Let's take a fictitious example of what might happen when someone in
Nome, Alaska, say at Nome Community College (this would be a
polytechnic in the UK), wants to read Cranfield's
Prospectus. The user would somehow select the URL with his/her
browser, which would then try the following.
- Browser Cache
- The particular instance of the browser will look in its
own memory (or what it may have saved on the its local disk).
If it finds the page corresponding to the sought for URL there
it will not go any further, and our site will never know
that the request was made.
- Local site cache
- If the page was not in the browser cache, the browser may look
to its site cache. That is, if someone at the user's same site
recently retrieved the page, it may be available to the user there.

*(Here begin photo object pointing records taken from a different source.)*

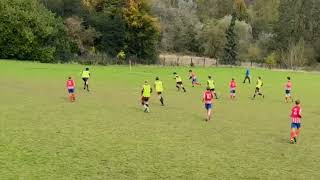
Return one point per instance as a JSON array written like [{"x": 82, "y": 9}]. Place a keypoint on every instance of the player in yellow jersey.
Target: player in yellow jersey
[
  {"x": 258, "y": 88},
  {"x": 85, "y": 77},
  {"x": 158, "y": 85},
  {"x": 179, "y": 83},
  {"x": 212, "y": 86},
  {"x": 146, "y": 94}
]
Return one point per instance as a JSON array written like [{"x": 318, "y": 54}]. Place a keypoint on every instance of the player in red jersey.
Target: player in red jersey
[
  {"x": 71, "y": 88},
  {"x": 208, "y": 99},
  {"x": 288, "y": 88},
  {"x": 233, "y": 86},
  {"x": 295, "y": 122},
  {"x": 193, "y": 77}
]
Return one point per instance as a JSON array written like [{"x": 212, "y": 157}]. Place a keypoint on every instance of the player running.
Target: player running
[
  {"x": 233, "y": 86},
  {"x": 211, "y": 85},
  {"x": 179, "y": 83},
  {"x": 71, "y": 88},
  {"x": 247, "y": 76},
  {"x": 193, "y": 77},
  {"x": 295, "y": 122},
  {"x": 258, "y": 88},
  {"x": 85, "y": 77},
  {"x": 158, "y": 85},
  {"x": 288, "y": 88},
  {"x": 207, "y": 99},
  {"x": 146, "y": 94}
]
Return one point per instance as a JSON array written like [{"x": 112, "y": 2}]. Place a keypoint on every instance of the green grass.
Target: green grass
[{"x": 106, "y": 135}]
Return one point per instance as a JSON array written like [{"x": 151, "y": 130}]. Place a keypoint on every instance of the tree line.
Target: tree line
[{"x": 273, "y": 32}]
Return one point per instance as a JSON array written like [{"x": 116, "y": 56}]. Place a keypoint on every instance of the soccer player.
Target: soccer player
[
  {"x": 146, "y": 93},
  {"x": 179, "y": 83},
  {"x": 158, "y": 85},
  {"x": 258, "y": 88},
  {"x": 193, "y": 77},
  {"x": 211, "y": 85},
  {"x": 85, "y": 77},
  {"x": 207, "y": 100},
  {"x": 233, "y": 86},
  {"x": 71, "y": 88},
  {"x": 295, "y": 122},
  {"x": 247, "y": 76},
  {"x": 288, "y": 88}
]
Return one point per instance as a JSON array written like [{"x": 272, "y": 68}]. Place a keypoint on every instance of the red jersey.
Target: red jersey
[
  {"x": 233, "y": 84},
  {"x": 289, "y": 85},
  {"x": 71, "y": 84},
  {"x": 208, "y": 97},
  {"x": 193, "y": 75},
  {"x": 296, "y": 114}
]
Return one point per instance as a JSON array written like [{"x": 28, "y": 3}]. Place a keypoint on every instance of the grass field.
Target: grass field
[{"x": 106, "y": 135}]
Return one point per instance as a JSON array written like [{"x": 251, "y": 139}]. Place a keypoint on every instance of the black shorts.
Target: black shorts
[{"x": 145, "y": 99}]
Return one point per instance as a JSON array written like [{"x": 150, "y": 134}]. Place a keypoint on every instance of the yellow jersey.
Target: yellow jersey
[{"x": 158, "y": 85}]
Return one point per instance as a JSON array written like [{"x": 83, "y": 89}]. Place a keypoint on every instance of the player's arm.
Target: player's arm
[{"x": 300, "y": 116}]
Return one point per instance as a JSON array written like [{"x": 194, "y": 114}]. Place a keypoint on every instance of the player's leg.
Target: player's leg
[
  {"x": 260, "y": 93},
  {"x": 293, "y": 133},
  {"x": 70, "y": 94},
  {"x": 84, "y": 83},
  {"x": 233, "y": 94},
  {"x": 146, "y": 102},
  {"x": 161, "y": 98},
  {"x": 215, "y": 94},
  {"x": 178, "y": 86},
  {"x": 73, "y": 97},
  {"x": 209, "y": 114},
  {"x": 256, "y": 92},
  {"x": 87, "y": 84},
  {"x": 184, "y": 89},
  {"x": 197, "y": 82}
]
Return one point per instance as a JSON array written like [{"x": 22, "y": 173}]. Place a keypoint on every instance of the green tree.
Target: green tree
[
  {"x": 230, "y": 50},
  {"x": 30, "y": 32},
  {"x": 142, "y": 31},
  {"x": 241, "y": 10}
]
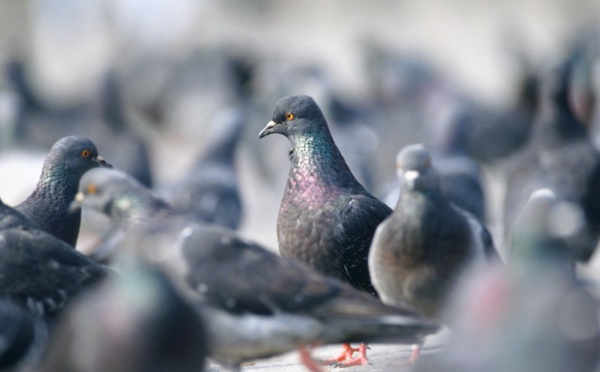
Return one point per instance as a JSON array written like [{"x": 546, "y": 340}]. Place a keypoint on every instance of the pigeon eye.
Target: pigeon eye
[{"x": 91, "y": 189}]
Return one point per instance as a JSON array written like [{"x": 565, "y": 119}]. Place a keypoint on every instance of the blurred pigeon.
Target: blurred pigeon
[
  {"x": 421, "y": 249},
  {"x": 498, "y": 135},
  {"x": 326, "y": 219},
  {"x": 559, "y": 156},
  {"x": 135, "y": 321},
  {"x": 101, "y": 116},
  {"x": 48, "y": 205},
  {"x": 39, "y": 271},
  {"x": 531, "y": 315},
  {"x": 458, "y": 173},
  {"x": 23, "y": 337},
  {"x": 210, "y": 191},
  {"x": 256, "y": 304},
  {"x": 116, "y": 135}
]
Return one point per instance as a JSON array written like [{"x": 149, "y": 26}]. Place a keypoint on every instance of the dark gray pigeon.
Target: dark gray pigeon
[
  {"x": 24, "y": 338},
  {"x": 48, "y": 205},
  {"x": 133, "y": 322},
  {"x": 256, "y": 304},
  {"x": 420, "y": 251},
  {"x": 530, "y": 315},
  {"x": 459, "y": 174},
  {"x": 558, "y": 156},
  {"x": 209, "y": 192},
  {"x": 326, "y": 219},
  {"x": 39, "y": 271},
  {"x": 41, "y": 121}
]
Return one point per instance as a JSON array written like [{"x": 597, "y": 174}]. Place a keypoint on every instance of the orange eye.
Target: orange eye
[{"x": 91, "y": 189}]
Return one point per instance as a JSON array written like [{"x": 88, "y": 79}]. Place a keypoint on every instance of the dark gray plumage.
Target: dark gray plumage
[
  {"x": 559, "y": 156},
  {"x": 530, "y": 315},
  {"x": 48, "y": 205},
  {"x": 256, "y": 303},
  {"x": 326, "y": 219},
  {"x": 135, "y": 321},
  {"x": 459, "y": 174},
  {"x": 39, "y": 271},
  {"x": 23, "y": 337},
  {"x": 419, "y": 252},
  {"x": 41, "y": 121},
  {"x": 210, "y": 192}
]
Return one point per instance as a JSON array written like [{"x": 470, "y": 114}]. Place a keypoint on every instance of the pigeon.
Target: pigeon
[
  {"x": 116, "y": 134},
  {"x": 255, "y": 303},
  {"x": 135, "y": 321},
  {"x": 39, "y": 271},
  {"x": 24, "y": 338},
  {"x": 531, "y": 314},
  {"x": 420, "y": 251},
  {"x": 102, "y": 116},
  {"x": 210, "y": 192},
  {"x": 326, "y": 219},
  {"x": 459, "y": 174},
  {"x": 497, "y": 136},
  {"x": 48, "y": 205},
  {"x": 561, "y": 157}
]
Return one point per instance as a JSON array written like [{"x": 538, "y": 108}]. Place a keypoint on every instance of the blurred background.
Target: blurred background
[{"x": 148, "y": 81}]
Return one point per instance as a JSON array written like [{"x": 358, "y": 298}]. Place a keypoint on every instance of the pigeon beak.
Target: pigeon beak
[
  {"x": 101, "y": 162},
  {"x": 410, "y": 177},
  {"x": 77, "y": 203},
  {"x": 268, "y": 129}
]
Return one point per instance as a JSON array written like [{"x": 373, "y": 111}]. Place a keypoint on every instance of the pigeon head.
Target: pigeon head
[
  {"x": 74, "y": 155},
  {"x": 413, "y": 164},
  {"x": 295, "y": 115},
  {"x": 111, "y": 192}
]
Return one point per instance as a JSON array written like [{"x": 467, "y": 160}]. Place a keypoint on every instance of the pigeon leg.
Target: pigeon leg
[
  {"x": 307, "y": 360},
  {"x": 360, "y": 360},
  {"x": 347, "y": 353}
]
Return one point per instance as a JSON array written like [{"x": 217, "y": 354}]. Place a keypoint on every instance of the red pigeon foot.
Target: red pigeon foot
[{"x": 307, "y": 360}]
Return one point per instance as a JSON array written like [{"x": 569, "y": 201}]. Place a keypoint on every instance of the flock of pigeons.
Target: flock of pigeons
[{"x": 172, "y": 283}]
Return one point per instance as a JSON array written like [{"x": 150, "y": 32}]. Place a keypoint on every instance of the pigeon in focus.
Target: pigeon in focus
[
  {"x": 561, "y": 157},
  {"x": 40, "y": 272},
  {"x": 210, "y": 192},
  {"x": 530, "y": 315},
  {"x": 134, "y": 321},
  {"x": 48, "y": 205},
  {"x": 326, "y": 219},
  {"x": 256, "y": 304}
]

If it finds the page corresponding to the sought for URL there
it will not go any further, and our site will never know
that the request was made.
- Local regional cache
- The site cache may be configured to look in a local regional
cache, say at the University of Alaska, Nome campus which
might provide a caching service for smaller sites around
Nome.
If it finds the page corresponding to the sought for URL there
it will not go any further, and our site will never know
that the request was made.
- Large regional cache
- The local regional cache may be configured to look
in a large regional cache, say in Fairbanks Alaska, which
might provide caching for sites in Alaska that use it.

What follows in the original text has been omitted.